Wywęszyła 700 działek amfetaminy w mieszkaniu dilerki
Policjanci z grupy antynarkotykowej przejęli wczoraj w jednym z mieszkań w Czeladzi sporą ilość amfetaminy i marihuany. W trakcie przeszukania lokalu będzińskim mundurowym pomagała Cyranka - pies tropiący, specjalizujący się w poszukiwaniu narkotyków. Dzięki nosowi policyjnego owczarka w ręce stróżów prawa wpadło prawie 700 działek dilerskich narkotyków. Śledczy do sprawy zatrzymali przebywających w mieszkaniu 43-letnią czeladziankę oraz jej 42-letniego konkubenta.
Zwalczający na co dzień przestępczość narkotykową będzińscy policjanci uzyskali informację o 43-latce, która może handlować narkotykami. Stróże prawa, razem ze służącym na co dzień w katowickiej komendzie policji psem szkolonym w poszukiwaniu narkotyków, pojechali do mieszkania kobiety w centrum Czeladzi.
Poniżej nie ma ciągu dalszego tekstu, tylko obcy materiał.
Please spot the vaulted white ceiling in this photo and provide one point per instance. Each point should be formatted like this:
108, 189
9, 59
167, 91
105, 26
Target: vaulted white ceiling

Mimo, iż właścicielka zarzekała się, że nie posiada żadnych zakazanych substancji, w ręce śledczych w trakcie przeszukania wpadła amfetamina oraz marihuana. Nos psa tropiącego doprowadził między innymi policjantów do jednego z pomieszczeń, gdzie za kaloryferem w tekturowej rurce ukryta była amfetamina. Z zabezpieczonych narkotyków można było przygotować ponad 700 działek dilerskich. O dalszym losie zatrzymanych, 43-latki oraz jej 42-letniego partnera życiowego zdecyduje teraz prokurator i sąd. Grozi im nawet 10 lat więzienia.